Cardiovasc Eng Technol. 2026 May 14. doi: 10.1007/s13239-026-00840-2. Online ahead of print.
ABSTRACT
PURPOSE: Restoration of physiological aortic hemodynamics is a crucial therapeutic target after transcatheter aortic valve implantation (TAVI). However, quantifying this restoration is challenging, particularly using conventional markers. This study presents a novel, unsupervised approach based on proper orthogonal decomposition (POD), suitable for holistic characterization of patient-specific aortic flow field and their association with procedural outcome.
MATERIAL AND METHODS: Patients (n = 8) with severe aortic valve stenosis (AS) undergoing TAVI were studied. Three metrics were evaluated: patient-specific composite cardiovascular stress signature, pre-procedural free hemoglobin levels and degree of flow restoration. Flow restoration was quantified using POD-based similarity measures (Euclidean distances and Dynamic Time Warping), and compared with conventional hemodynamic markers, i.e. shear stresses, helicity and turbulence production. Unsupervised clustering was applied to explore agreement with biochemical patterns and clinical outcomes.

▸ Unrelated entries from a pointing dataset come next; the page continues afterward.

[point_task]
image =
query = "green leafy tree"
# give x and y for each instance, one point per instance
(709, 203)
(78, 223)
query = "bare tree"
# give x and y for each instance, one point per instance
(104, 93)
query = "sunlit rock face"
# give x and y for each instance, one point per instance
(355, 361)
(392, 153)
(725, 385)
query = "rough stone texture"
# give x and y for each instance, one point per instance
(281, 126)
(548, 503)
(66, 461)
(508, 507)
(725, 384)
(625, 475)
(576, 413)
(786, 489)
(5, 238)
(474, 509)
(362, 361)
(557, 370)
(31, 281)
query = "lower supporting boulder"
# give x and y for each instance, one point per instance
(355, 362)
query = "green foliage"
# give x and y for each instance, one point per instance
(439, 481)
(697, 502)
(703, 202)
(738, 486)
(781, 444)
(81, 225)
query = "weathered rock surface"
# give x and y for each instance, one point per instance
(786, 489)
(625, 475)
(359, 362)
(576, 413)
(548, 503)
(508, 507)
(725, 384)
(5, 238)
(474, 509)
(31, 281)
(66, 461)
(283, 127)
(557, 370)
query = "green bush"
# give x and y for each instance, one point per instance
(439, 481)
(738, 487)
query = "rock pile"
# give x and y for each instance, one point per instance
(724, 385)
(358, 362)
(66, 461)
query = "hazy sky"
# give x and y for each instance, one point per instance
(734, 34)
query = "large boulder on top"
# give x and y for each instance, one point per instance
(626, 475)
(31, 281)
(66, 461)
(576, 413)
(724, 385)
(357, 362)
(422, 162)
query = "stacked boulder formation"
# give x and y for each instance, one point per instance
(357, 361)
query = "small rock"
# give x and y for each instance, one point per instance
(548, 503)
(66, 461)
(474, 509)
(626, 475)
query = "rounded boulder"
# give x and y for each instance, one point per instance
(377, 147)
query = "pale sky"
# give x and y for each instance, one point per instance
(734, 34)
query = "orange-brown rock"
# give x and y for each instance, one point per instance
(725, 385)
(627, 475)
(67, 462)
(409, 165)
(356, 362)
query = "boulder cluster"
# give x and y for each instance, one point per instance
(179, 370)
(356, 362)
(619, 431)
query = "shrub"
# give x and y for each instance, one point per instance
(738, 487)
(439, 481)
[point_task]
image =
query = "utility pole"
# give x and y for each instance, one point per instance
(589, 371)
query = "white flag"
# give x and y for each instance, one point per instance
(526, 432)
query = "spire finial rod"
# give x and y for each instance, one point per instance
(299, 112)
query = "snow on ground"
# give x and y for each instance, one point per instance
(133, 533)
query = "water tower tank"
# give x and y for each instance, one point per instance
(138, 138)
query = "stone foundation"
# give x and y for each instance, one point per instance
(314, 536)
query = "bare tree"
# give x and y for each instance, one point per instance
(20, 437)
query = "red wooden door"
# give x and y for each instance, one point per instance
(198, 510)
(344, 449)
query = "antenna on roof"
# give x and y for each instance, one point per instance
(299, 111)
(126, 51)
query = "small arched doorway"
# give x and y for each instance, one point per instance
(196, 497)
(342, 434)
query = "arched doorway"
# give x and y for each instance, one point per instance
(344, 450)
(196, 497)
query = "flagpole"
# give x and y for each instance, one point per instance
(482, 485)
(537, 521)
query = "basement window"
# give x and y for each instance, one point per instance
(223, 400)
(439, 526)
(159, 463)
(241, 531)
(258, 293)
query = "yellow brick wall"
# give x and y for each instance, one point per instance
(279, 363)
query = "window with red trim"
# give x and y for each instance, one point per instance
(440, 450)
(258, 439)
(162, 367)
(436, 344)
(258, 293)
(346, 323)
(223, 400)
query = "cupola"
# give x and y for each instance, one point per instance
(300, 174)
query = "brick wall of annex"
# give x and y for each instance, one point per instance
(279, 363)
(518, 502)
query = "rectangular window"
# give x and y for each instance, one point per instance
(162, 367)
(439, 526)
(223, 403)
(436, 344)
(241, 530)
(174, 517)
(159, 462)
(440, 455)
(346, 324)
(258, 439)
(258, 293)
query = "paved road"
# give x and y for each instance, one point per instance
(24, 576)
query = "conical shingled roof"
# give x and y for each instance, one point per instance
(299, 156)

RESULTS: POD identified coherent flow structures and enabled quantification of restoration relative to healthy references. POD-based markers provided more clinically interpretable groupings than conventional measures in this cohort. Patients with low restoration exhibited more pathological composite cardiovascular stress signatures and adverse outcomes during short-term follow-up.
CONCLUSION: POD-based flow analysis provides a holistic and interpretable quantification of post-TAVI aortic hemodynamics. In the given cohort, the method showed agreement with biochemical patterns and clinical outcomes, highlighting its potential to complement conventional hemodynamic and procedural assessment.